The wormhole generated blue energy, crackling over Outpost’s hull, and it coalesced into a swirling spectrum. Their warship entered it, and Jules held her breath while they surfaced n
ear Proxima.
New Spero’s space station was a pleasant sight, and she felt like she was returning home.
“Everything checks out, Captain,” Rivo advised her. “Beginning docking processes.”
“What do you want to do with your time off?” Dean asked Jules. Since Malir had been brought to Gretiol, and things were running smoothly at the Institute again, Magnus had ordered them to take a few days to themselves.
“Papa’s on Earth. Should we go visit?”
Dean’s face brightened. “Home-cooked meals in the farmhouse? Count me in.”
“I have to see Regnig first. I’ll be a day. You don’t mind, do you?” she asked.
“Not at all. I’ll spend some time with my mom, if she’s not too busy with Magnus.” Dean frowned.
“You’re okay with them together?”
“I am. It’s still… strange.”
Rivo docked Outpost, the additions of the space arms jutting out three kilometers to connect to the gigantic warship. There were two others nearly completed at the nearby manufacturing station, and Jules grinned to herself. Soon the Alliance would have one of the best fleets around. She only hoped they’d find more peaceful ways to end conflict.
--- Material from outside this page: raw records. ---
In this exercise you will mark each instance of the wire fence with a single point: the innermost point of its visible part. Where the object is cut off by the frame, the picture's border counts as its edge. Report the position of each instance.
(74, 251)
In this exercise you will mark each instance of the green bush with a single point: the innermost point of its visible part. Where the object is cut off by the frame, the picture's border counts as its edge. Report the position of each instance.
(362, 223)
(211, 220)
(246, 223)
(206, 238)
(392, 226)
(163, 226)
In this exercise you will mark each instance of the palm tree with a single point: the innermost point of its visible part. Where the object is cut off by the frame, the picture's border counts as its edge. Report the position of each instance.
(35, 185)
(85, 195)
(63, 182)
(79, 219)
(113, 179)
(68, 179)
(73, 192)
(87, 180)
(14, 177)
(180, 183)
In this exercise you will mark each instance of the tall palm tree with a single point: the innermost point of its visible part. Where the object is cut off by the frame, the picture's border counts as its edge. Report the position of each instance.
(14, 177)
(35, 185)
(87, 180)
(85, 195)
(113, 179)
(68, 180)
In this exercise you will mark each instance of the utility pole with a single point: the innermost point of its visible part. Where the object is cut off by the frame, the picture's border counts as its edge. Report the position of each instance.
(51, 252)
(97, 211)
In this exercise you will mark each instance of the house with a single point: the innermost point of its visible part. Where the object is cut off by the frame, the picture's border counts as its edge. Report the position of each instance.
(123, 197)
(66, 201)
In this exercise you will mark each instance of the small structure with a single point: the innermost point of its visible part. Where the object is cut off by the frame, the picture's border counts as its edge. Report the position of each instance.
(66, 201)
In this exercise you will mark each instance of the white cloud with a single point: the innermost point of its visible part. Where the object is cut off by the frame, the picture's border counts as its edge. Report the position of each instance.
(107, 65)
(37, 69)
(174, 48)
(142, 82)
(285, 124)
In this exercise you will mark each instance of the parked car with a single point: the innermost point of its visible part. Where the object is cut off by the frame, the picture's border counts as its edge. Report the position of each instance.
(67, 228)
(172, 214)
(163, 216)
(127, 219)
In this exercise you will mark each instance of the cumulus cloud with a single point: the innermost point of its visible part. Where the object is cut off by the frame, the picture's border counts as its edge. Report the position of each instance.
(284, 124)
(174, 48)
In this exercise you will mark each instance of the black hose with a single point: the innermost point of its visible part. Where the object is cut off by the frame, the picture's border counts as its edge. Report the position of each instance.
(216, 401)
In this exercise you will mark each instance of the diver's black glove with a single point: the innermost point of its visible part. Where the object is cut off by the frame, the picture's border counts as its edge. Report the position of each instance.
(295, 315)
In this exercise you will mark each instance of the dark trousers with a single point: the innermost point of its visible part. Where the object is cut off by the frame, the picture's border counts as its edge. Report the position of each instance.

“We’ll need a portal on this ship,” Jules said. Having one on Light had been such a time saver.
Hectal and Rivo joined them in a shuttle to Terran Thirty, and they separated when they landed. Jules was prepared to head to Haven, even though that was where she’d just come from. Her family was waiting, but she’d promised Magnus that they’d return Outpost, when they’d abandoned her a couple of weeks ago.
Dean kissed her goodbye, promising to see her on Earth soon.
Jules slung her pack over her shoulder, glancing at her white Ambassador uniform. She waved to some of the recruits, and spotted Sergeant Raron with the group Sergo and Papa had rescued from Ibarran D. The hairy one wiggled its nose, and she smiled at Othus.
She stared at the training field with pride and walked to the sphere portal. It reminded her of the one Ovalax was trapped inside. Her father was being secretive, but she didn’t want to pry. She had enough on her mind. First and foremost was seeing Regnig off.